Docs Italia beta

Public documents, made digital.

Dataset Concept

The main aim of DAF is to provide a framework to manage data, regardless on their dimension and nature (from small vocabulary tables to big unstructured data). That’s why we designed the DAF around an abstraction of the concept of dataset: potentially interconnected logical entities, made of metadata, data, storage options and “interactivity” capabilities. We tried to shape it to be generic enough to model both batch and streaming, structured, semi-structured and unstructured content.

Dataset lifecycle

Datasets follow a standard life cycle path, regardless on their nature and typology.

  • Dataset entity creation: a dataset entity is created via a metadata management form, where the user specifies information about the dataset (following the required items of the DCATAP_IT standard), its data structure, properties and annotations of its fields/attributes, as well as operational information to govern the management of dataset in the platform (where to store the dataset, where to be listening for new data coming, who can have access to it, etc.).
  • Ingestion: after the dataset entity has been created, a microservice activates an Apache NiFi pipeline that is listening for new data to ingest.DAF is currently ready to ingest data coming from SFTP (default option for batch data), pull and push from an external webservice.
  • Transformation and enrichment pipelines: before being stored into the appropriate storage engine, the data goes through several pipelines that add information to the incoming data.
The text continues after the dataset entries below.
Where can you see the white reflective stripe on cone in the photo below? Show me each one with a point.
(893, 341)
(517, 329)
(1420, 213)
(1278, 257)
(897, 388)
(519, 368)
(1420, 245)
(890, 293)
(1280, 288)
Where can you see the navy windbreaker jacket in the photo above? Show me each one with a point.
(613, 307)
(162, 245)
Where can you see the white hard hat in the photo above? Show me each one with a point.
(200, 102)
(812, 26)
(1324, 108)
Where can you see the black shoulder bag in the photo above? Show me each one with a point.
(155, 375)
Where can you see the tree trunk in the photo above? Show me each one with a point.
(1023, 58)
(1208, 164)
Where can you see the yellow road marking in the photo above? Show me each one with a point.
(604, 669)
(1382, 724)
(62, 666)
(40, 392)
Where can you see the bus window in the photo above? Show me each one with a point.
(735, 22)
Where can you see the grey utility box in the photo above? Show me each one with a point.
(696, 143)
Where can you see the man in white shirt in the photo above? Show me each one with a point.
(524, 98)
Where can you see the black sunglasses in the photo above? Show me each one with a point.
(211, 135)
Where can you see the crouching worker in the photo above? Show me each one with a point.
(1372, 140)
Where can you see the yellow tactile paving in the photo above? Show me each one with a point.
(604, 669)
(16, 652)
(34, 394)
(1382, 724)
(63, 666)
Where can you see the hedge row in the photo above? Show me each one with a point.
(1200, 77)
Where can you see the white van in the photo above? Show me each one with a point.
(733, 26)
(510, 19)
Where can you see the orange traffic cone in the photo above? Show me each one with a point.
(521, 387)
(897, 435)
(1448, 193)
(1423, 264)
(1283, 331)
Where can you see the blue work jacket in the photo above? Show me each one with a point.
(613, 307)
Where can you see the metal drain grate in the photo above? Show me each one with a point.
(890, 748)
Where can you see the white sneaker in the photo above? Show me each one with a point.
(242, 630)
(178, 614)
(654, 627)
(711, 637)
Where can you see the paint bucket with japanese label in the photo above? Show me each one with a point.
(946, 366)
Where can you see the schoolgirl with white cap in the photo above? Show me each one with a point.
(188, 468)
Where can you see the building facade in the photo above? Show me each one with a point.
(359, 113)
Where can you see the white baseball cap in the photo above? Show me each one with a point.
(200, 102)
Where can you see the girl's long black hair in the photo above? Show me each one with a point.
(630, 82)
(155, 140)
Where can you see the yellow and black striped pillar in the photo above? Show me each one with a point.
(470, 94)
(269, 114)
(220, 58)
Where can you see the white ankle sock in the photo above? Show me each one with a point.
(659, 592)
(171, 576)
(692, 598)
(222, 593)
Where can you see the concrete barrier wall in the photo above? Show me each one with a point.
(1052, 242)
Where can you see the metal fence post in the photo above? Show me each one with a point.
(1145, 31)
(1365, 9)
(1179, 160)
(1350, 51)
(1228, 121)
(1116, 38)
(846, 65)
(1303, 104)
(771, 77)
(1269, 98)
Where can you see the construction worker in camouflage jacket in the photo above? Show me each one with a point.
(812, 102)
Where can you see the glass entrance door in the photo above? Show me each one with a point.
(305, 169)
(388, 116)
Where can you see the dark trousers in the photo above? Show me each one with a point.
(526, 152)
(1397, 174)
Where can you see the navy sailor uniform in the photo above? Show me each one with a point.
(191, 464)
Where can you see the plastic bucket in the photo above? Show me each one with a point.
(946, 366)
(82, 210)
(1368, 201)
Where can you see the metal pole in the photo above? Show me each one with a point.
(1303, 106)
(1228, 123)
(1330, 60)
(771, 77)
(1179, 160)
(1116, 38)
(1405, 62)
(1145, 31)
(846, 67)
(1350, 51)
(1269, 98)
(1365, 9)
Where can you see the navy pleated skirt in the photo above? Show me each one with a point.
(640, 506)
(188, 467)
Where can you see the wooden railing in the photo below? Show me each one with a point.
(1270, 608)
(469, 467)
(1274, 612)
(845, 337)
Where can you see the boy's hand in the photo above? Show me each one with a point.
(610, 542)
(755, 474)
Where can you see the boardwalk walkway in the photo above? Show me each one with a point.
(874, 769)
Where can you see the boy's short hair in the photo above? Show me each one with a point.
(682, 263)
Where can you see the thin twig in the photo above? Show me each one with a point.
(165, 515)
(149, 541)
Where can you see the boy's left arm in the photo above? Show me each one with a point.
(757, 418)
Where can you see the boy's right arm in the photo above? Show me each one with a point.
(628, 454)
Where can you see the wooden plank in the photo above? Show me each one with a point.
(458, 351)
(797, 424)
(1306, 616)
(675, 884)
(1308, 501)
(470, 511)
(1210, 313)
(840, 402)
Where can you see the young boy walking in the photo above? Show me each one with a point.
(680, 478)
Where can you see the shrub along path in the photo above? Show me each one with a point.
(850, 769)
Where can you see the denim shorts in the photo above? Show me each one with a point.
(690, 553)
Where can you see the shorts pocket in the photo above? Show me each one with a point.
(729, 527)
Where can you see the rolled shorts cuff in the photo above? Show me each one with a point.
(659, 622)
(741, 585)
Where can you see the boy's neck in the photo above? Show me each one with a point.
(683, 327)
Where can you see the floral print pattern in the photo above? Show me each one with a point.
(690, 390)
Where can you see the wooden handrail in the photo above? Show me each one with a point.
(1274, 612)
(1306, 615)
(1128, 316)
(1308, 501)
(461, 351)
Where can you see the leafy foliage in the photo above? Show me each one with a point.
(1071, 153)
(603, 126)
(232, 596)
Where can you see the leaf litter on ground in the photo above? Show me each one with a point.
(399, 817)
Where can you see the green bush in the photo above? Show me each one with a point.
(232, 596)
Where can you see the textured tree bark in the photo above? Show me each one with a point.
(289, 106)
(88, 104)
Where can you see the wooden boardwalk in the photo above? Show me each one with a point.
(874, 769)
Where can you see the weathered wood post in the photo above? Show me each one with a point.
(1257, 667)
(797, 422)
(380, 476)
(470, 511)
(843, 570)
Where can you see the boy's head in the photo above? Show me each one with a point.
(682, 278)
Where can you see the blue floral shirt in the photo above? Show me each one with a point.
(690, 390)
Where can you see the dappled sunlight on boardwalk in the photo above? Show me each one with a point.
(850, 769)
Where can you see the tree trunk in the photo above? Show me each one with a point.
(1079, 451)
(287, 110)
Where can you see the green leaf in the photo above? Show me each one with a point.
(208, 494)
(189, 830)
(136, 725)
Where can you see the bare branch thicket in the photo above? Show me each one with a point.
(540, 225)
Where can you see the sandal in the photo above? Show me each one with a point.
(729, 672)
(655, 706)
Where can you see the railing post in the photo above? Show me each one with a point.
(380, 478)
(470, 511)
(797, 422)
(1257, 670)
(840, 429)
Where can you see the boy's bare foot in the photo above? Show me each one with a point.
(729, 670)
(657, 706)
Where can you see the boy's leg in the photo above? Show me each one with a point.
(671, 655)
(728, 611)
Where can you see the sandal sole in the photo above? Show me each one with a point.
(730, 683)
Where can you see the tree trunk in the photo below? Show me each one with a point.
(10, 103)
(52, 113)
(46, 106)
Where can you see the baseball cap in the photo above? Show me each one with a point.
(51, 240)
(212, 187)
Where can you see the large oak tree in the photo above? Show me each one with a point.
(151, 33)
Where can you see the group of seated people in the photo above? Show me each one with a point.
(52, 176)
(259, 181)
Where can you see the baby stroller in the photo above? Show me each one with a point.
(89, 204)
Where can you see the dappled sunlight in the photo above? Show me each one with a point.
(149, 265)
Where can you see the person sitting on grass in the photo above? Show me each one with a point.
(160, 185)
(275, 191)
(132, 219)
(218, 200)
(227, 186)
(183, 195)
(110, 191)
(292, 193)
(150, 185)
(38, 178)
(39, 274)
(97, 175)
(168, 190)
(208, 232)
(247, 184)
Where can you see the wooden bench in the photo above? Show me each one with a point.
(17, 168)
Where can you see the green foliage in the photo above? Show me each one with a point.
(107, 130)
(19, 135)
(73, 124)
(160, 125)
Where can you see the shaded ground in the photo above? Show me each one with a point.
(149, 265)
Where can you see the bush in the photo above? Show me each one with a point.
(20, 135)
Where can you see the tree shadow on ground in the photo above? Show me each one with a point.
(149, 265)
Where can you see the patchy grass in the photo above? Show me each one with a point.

We are currently developing the following two pipelines:
    • Normalization pipeline, to apply DAF internal conventions to raw incoming data, such as format (UTF-8), management of null entries, refactoring of codified fields like date and URL, and so on.
    • Standardization pipeline, to make sure that fields marked as bound to a controlled vocabulary (via semantic annotation made during the dataset entity creation phase) are actually using the terms present in the vocabulary.

All pipelines are thought to enrich the incoming raw data, so not to modify the original content: the steps described above add new fields with the result of the transformation applied and, when applicable, an information about the “goodness” of the transformation applied.

  • Storage: after the dataset is ready, it will be persisted using one or more storage mechanism indicated during the dataset entity creation phase. We are currently working to support parquet files in HDFS, HBase, Kudu, MongoDB and ElasticSearch.
  • E-gestion: data are consumed by the end user via API (implemented within the dataset manager microservice), Spark (accessible via Livy and a Jupyter notebook) and data analytics & visualization application (currently we integrated with Metabase and Superset).

Types of datasets

From a logical point of view, the DAF manages two types of datasets:

  • Standard datasets describe phenomena that are common nationwide. These datasets are thus defined as datasets with national relevance and supported by the highest level of information/metadata. They follow a detailed set of rules and standardization mechanisms that make them homogeneous across data sources (there may be multiple data sources describing the same phenomena, e.g., the bike sharing phenomena can be analyzed using data coming from Milan, Turin, Rome, etc…).
  • Ordinary datasets have “owner” relevance, in the sense that they are defined and generated by a specific owner for its specific usage. They do not obey to a standard nationwide schema (data model), but the owner needs to specify metadata and information about the dataset before ingesting the data into the Big Data Platform of the DAF.